To get information about the peptide hormone receptors involved in duodenal bicarbonate secretion (DBS) and their cellular location, we determined DBS and adenylate cyclase (AC) activity in response to hormones of the vasoactive intestinal polypeptide (VIP)/secretin family of peptides. DBS was determined in an isolated, perfused (24 mmol/1 NaHCO3) loop of the proximal duodenum in urethane- and indometacin-treated guinea pigs.
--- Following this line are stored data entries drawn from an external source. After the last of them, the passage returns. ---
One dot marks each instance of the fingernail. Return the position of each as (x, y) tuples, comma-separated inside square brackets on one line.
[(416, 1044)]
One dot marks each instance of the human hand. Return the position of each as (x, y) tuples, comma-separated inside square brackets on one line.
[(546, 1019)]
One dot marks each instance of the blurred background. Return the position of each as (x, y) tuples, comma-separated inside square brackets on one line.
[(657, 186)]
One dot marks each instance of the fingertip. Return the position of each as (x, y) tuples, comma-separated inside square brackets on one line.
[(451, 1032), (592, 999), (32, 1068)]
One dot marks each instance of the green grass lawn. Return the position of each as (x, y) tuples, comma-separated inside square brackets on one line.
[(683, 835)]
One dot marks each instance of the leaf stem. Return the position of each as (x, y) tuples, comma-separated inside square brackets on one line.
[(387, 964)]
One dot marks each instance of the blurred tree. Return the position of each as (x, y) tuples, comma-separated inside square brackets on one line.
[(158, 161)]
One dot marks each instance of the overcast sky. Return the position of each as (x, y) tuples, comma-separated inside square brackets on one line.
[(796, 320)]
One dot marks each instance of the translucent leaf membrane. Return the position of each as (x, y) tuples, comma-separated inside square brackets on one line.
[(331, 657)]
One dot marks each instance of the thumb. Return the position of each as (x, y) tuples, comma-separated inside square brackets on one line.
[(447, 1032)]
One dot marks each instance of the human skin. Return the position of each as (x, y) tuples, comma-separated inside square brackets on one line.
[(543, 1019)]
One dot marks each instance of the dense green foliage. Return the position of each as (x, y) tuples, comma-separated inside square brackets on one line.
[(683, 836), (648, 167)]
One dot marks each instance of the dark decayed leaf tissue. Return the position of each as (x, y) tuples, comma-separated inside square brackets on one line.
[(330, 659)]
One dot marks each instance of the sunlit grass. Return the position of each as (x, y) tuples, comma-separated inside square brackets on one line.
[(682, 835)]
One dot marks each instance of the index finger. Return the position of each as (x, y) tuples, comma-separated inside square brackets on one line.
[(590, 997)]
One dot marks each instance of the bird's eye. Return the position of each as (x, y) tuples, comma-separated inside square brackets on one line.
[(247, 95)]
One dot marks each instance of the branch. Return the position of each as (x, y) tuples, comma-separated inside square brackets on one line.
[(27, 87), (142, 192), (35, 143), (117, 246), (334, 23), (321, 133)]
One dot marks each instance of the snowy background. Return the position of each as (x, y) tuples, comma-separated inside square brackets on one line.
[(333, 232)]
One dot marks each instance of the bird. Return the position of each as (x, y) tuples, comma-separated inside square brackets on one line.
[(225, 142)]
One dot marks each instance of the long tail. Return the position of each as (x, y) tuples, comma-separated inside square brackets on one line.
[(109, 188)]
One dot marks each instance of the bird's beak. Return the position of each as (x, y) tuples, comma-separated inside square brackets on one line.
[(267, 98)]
AC stimulation was measured in isolated, homogenized duodenal enterocytes, the histological evaluation of which revealed their villous origin. VIP (10(-9) to 10(-7) mol x kg-1) dose-dependently increased DBS 3.5-fold (p < 0.01); this effect was completely inhibited by the VIP antagonist [D-p-Cl-Phe6,Leu17]VIP (10(-6) mol x kg-1). Glucagon (10(-8) to 10(-6) mol x kg-1) increased DBS 2.1-fold, while secretin (10(-9) to 10(-6) mol x kg-1) had no effect on DBS, but stimulated pancreatic bicarbonate secretion. VIP concentration-dependently increased AC activity 5.6-fold with an EC50 of 1.3 x 10(-9) mol/l. [D-p-Cl-Phe6,Leu17]VIP caused a rightward shift of the VIP concentration-response curve. A Schild plot analysis yielded a slope of 0.85 +/- 0.11, indicating competitive inhibition. While secretin also stimulated AC activity, although 1,000-fold less potent than VIP, glucagon was ineffective. These data indicate that specific VIP receptors, which mediate VIP-stimulated bicarbonate secretion, are present on villous enterocytes. Stimulation of AC by secretin seems to be of pharmacological relevance only and is consistent with the lack of effect of this hormone on DBS. Glucagon likely activates a second transmitter of bicarbonate secretion, or works independently of AC.